The Santa Barbara County Public Health Department reported 34 cases of COVID-19 on Tuesday, bringing the county’s total to 9,197.
The county also announced one additional death, bringing the total to 114. The decedent resided in the Santa Ynez Valley, which is now the area’s seventh death.
According to officials, the individual was over the age of 70, had underlying health conditions and was not associated with a congregate living facility.
Of the total cases in the county, 182 are considered to still be infectious, with 26 people recovering in the hospital and six people receiving care in the Intensive Care Unit.
Santa Maria reported the most cases of any city on Wednesday with 15, bringing its total to 3,927, 73 of which are considered active.
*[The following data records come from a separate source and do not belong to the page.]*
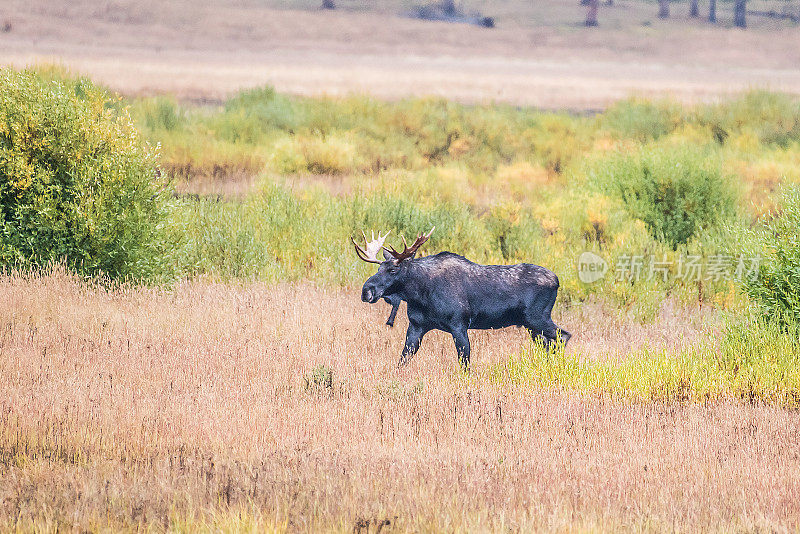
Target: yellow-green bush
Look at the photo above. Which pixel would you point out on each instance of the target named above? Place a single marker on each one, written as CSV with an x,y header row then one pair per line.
x,y
77,183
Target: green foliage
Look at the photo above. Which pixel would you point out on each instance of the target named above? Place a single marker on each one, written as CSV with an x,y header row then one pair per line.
x,y
775,288
774,118
77,184
641,120
676,191
320,381
756,362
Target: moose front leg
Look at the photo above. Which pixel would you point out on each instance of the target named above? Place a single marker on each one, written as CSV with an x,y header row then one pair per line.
x,y
462,347
413,339
395,302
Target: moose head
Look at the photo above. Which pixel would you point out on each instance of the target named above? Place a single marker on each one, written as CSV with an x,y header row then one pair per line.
x,y
392,270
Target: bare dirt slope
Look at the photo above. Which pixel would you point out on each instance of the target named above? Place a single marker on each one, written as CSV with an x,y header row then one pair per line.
x,y
537,55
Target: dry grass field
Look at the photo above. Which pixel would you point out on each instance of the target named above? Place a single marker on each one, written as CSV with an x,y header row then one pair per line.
x,y
538,55
207,407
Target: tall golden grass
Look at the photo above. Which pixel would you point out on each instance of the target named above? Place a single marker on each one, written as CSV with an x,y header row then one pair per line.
x,y
263,407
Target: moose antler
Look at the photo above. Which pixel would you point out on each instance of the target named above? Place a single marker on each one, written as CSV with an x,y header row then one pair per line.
x,y
409,251
370,252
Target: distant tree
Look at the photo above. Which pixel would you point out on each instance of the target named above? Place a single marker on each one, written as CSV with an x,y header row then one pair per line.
x,y
591,13
663,9
739,14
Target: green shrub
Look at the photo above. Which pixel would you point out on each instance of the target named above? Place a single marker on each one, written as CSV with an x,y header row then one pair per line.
x,y
773,117
775,288
76,182
641,120
676,191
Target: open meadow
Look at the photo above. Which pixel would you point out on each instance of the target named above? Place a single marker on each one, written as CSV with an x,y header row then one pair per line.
x,y
183,346
263,407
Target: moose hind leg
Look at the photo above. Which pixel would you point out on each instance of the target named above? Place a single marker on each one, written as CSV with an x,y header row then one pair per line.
x,y
461,340
414,336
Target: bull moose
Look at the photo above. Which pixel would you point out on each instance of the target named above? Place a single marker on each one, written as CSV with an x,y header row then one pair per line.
x,y
450,293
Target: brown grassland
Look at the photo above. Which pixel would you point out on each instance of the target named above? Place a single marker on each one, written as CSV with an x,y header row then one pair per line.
x,y
537,55
204,407
236,405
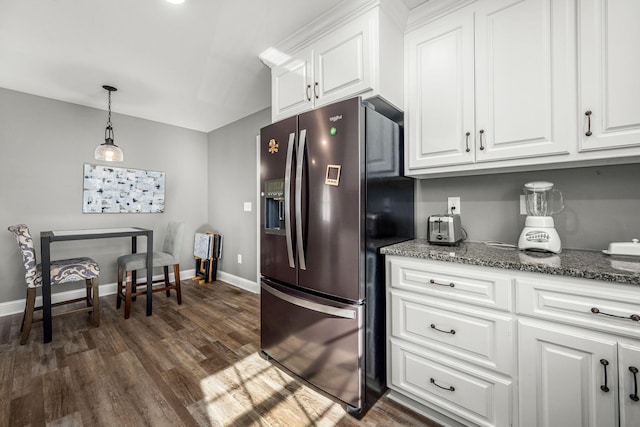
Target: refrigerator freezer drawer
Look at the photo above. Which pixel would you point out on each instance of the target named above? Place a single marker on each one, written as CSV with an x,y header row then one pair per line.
x,y
317,339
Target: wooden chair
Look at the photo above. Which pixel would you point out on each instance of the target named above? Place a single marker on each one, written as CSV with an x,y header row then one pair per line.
x,y
62,271
170,256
Those totals are both the highest in the county.
Santa Barbara had zero new cases on Wednesday, keeping its total at 1,222, 11 of which are active.
The city of Lompoc had six new cases, the unincorporated areas of Sisquoc, Casmalia, Garey, Cuyama, New Cuyama, and the city of Guadalupe saw five new cases and Isla Vista reported four new cases.
The communities of Montecito, Summerland and the city of Carpinteria, the unincorporated area of Goleta Valley and Gaviota and Orcutt each reported one new case.
The age range between 18 and 29 saw the biggest rise in cases on Tuesday with 11, bringing the total to 2,690 — which is the most in the county.
The age range between 30 and 49, which has the most cases in the county, reported eight new cases, bringing its total to 3,400.
The 0-17 age range had two cases, 50-69 had eight and those in the 70-plus group had five new cases.
As of Wednesday, the county Public Health Department has administered 154,086 tests. Of those, 144,287 have tested negative, 9,197 positive and 384 were inconclusive.
A total of 8,901 people have recovered after testing positive for COVID-19, according to the data.
In other news across the county, UCSB has announced that despite Santa Barbara County moving into the less-restrictive red tier, the university’s fall quarter plans will remain unchanged.
California released its latest report card on Tuesday, showing that the county has successfully moved into the red tier. In order to stay there, the county will need to continue having 7.0 cases or less per 100,000 and an 8% or less testing-positivity rate.
This means that nearly all undergraduate fall courses will be offered via remote instruction, and undergraduate student housing for fall quarter will be available only to those students with special circumstances.
Campus officials continue working with the public health department to bring the most up to date information to the community of Isla Vista, which has been seeing a spike in positive cases.